Entering edit mode
4.0 years ago
Chris Dean
▴
410
I have paired-end sequence reads that were sequenced on the Illumina HiSeq 2500 system. In a subset of samples, I noticed that a small proportion of FASTQ entries have duplicate read identifiers, sequences, quality scores and barcodes.

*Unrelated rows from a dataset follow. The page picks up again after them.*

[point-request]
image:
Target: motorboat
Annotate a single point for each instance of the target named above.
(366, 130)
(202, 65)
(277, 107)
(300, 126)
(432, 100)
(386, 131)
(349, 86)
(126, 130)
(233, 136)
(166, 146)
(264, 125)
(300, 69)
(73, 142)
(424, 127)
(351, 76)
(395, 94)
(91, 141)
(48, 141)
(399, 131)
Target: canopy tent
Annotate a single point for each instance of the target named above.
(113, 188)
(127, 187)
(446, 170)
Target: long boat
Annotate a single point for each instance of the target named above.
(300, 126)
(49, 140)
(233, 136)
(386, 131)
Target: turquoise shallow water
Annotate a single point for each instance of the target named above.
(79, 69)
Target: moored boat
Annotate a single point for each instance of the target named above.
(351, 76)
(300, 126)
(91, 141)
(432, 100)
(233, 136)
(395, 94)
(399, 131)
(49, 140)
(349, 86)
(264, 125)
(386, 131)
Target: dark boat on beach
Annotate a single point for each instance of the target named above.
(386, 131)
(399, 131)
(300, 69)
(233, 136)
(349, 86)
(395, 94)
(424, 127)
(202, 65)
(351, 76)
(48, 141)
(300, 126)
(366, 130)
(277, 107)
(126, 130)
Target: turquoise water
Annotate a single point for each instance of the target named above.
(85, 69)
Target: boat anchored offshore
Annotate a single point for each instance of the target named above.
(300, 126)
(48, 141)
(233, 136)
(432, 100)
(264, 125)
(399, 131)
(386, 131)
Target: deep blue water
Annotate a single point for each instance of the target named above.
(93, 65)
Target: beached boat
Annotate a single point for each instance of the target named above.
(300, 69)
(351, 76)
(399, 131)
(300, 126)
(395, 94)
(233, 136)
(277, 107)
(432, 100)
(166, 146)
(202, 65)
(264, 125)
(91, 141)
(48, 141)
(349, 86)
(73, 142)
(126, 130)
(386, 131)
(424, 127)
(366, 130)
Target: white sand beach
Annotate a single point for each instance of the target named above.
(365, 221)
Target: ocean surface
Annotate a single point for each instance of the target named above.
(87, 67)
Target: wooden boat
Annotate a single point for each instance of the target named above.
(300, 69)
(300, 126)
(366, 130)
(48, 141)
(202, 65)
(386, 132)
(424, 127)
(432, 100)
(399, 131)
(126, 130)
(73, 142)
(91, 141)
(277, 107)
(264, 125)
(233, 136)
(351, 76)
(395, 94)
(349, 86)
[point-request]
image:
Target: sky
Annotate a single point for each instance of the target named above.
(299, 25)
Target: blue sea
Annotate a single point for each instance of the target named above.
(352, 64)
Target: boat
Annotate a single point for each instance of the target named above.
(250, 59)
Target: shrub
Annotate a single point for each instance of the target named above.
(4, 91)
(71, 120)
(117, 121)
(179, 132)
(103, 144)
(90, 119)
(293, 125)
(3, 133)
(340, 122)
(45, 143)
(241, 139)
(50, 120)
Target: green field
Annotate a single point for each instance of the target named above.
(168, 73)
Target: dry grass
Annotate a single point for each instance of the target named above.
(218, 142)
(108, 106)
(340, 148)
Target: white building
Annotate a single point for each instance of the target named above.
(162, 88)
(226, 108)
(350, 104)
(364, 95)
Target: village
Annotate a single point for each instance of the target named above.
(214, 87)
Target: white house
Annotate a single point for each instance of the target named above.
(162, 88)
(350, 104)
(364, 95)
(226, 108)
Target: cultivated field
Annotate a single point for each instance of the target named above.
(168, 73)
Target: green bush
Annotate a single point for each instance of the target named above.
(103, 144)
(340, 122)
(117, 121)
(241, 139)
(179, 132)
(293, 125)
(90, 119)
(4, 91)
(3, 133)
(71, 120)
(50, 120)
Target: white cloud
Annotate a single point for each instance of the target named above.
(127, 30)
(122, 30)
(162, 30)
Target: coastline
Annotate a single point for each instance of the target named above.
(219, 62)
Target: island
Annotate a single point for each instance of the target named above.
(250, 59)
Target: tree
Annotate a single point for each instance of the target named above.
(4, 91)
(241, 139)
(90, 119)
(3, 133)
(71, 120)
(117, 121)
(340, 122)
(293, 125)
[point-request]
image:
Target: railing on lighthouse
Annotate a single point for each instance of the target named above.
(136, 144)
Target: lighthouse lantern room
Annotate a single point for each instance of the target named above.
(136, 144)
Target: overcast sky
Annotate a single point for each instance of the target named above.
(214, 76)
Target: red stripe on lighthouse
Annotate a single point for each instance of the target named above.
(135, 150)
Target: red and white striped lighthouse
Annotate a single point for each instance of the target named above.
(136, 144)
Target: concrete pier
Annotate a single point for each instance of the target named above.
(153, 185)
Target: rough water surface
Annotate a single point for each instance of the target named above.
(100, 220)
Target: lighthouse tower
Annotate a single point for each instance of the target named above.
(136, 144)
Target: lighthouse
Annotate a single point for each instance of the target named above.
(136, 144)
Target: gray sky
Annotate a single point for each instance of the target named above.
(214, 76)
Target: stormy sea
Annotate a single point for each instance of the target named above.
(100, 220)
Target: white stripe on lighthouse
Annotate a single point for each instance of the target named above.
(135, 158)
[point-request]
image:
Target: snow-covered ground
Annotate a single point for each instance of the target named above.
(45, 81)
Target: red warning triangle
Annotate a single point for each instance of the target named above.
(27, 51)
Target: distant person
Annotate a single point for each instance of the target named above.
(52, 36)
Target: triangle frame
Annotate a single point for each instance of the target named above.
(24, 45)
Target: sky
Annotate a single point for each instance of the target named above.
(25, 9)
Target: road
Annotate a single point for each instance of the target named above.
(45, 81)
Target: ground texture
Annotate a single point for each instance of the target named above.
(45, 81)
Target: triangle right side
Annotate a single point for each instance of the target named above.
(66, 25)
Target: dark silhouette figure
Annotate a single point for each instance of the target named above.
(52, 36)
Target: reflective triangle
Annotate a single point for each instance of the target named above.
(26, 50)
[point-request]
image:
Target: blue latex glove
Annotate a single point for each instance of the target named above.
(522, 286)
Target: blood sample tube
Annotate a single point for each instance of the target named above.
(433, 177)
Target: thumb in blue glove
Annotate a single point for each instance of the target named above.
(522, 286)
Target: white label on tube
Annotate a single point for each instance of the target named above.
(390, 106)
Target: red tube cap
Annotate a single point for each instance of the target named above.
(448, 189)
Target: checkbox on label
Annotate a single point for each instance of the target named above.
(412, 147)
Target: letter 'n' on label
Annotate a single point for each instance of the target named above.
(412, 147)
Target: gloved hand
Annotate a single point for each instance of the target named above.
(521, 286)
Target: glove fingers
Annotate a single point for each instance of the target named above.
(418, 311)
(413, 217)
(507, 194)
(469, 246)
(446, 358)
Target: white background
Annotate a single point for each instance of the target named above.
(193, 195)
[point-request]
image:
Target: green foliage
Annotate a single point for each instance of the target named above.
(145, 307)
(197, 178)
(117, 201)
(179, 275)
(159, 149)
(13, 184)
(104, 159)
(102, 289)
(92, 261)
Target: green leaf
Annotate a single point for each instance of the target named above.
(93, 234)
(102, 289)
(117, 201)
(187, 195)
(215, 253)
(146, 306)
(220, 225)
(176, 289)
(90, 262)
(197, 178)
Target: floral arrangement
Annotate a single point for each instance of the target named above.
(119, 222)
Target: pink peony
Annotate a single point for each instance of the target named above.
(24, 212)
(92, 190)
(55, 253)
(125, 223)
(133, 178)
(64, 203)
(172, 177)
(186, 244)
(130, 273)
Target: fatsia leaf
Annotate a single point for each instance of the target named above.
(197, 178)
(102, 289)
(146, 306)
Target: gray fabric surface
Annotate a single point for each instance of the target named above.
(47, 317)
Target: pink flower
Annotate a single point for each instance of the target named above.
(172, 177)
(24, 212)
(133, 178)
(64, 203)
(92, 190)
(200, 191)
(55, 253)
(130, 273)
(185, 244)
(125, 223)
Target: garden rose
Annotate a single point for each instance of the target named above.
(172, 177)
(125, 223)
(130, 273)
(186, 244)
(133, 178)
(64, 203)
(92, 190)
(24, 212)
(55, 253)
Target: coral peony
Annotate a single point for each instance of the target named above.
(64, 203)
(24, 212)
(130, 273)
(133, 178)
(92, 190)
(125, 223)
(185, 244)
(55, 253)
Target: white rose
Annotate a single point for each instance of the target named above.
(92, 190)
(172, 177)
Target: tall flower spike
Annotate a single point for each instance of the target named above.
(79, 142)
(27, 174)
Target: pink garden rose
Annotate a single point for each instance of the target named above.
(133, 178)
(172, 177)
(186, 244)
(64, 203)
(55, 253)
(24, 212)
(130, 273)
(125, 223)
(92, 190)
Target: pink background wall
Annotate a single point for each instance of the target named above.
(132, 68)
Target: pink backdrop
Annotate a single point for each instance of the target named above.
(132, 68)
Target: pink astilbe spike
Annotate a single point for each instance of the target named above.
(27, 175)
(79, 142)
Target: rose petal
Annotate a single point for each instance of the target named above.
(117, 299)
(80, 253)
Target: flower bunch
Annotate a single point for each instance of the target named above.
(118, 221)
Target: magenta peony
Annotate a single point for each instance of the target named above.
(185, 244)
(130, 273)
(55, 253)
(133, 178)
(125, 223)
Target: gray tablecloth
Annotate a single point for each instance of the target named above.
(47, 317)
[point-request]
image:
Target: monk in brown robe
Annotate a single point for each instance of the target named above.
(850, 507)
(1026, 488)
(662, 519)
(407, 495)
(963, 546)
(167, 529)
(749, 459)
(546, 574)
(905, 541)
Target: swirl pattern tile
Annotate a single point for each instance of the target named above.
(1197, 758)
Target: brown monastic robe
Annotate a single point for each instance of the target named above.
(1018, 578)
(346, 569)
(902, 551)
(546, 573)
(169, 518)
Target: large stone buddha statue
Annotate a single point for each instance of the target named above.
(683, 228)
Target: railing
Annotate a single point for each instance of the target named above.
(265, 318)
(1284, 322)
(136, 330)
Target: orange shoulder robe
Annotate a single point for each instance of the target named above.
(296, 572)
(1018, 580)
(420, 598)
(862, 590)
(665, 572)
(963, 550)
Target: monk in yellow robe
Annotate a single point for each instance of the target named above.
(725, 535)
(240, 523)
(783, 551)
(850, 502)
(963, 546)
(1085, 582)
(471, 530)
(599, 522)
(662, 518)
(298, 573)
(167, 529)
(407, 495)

sample1:@HISEQ:664:HYGKJBCXY:2:2104:21100:19520 1:N:0:CTGAGCCA
sample2:@HISEQ:664:HYGKJBCXY:2:2104:21100:19520 1:N:0:CTGAGCCA
sample3:@HISEQ:664:HYGKJBCXY:2:2104:21100:19520 1:N:0:CTGAGCCA
sample4:@HISEQ:664:HYGKJBCXY:2:2104:21100:19520 1:N:0:CTGAGCCA
sample5:@HISEQ:664:HYGKJBCXY:2:2104:21100:19520 1:N:0:CTGAGCCA
Libraries were prepared and sequenced by a third-party company. Does anyone have a possible explanation for this and suggestions for moving forward?
Thanks, Chris
They messed us the demultiplexing somehow. I'm guessing each sample should have a different barcode, do you know which one corresponds to the barcode in the header? I would ask them to rerun bcl2fastq and regenerate the fastq files.